Cluster perturbation theory (CPT)

Within cluster perturbation theory (CPT) one partitions a system into clusters and calculates the cluster Greensfunction (CGF) of the isolated clusters. By partitioning the system into equal clusters one has to calculate one cluster only.

Lattice partitioned into the clusters and the missing bonds.

Once the CGF have been calculated the missing bonds are incorporated by assuming that one can apply a Dyson equation in order to obtain the complete Greensfunction.

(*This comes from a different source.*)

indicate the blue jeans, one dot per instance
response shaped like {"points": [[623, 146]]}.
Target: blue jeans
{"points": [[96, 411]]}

We have implemented a Chebyshev expansion of the resolvent [1] combined with a poor man's deconvolution [2].

• [1] Alexander Braun and Peter Schmitteckert, "Numerical evaluation of Greens functions based on the Chebyshev expansion", Phys. Rev. B90, 165112 (2014).

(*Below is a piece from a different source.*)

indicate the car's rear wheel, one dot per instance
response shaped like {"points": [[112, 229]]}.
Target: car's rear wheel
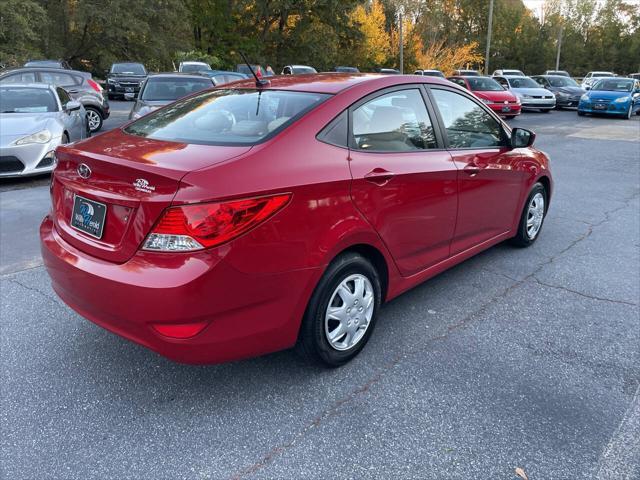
{"points": [[341, 314], [532, 217], [94, 119]]}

• [2] Peter Schmitteckert, "Calculating Green functions from finite systems", J. Phys.: Conf. Ser. 220, 012022 (2010).

Results

As an example we look at the one-dimensional Hubbard model with an onsite interaction of \(U_0=5t\) and a nearest neighbor hopping of \(t=1\).

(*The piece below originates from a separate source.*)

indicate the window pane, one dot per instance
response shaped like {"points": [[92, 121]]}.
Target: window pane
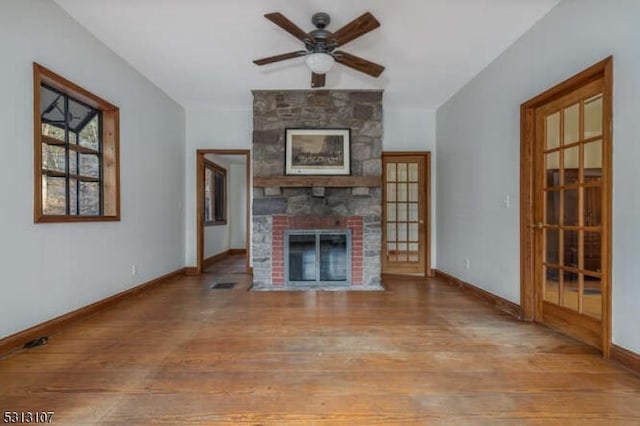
{"points": [[553, 130], [391, 172], [570, 291], [53, 195], [53, 158], [391, 212], [402, 212], [52, 108], [413, 172], [73, 196], [592, 206], [53, 131], [89, 165], [570, 207], [552, 161], [571, 124], [551, 285], [552, 208], [402, 172], [89, 198], [552, 242], [592, 296], [593, 117], [593, 156], [89, 135], [571, 161], [592, 251], [571, 249]]}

We obtain for the spectral function \(A(\omega,k)\) for a \(M=12\) site system using the the sine-transform due to hard wall boundary conditions, see [2],

Spectral function \(A(\omega,k)\) of a \(M=12\) site cluster with \(U_0=5t\) and \(t=1\) using \(P=250\) Chebyshev moments.

Instead of using the Bloch phase boundary condition for periodization we can also perform a real space CPT by repeating the cluster and adding the missing bonds via a Dyson equation. Using 64 repetitions we obtain

Spectral function \(A(\omega,k)\) of a \(M=768 = 64 * 12\) site system consisting of 64 clusters with \(U_0=5t\) and \(t=1\) using \(P=250\) Chebyshev moments.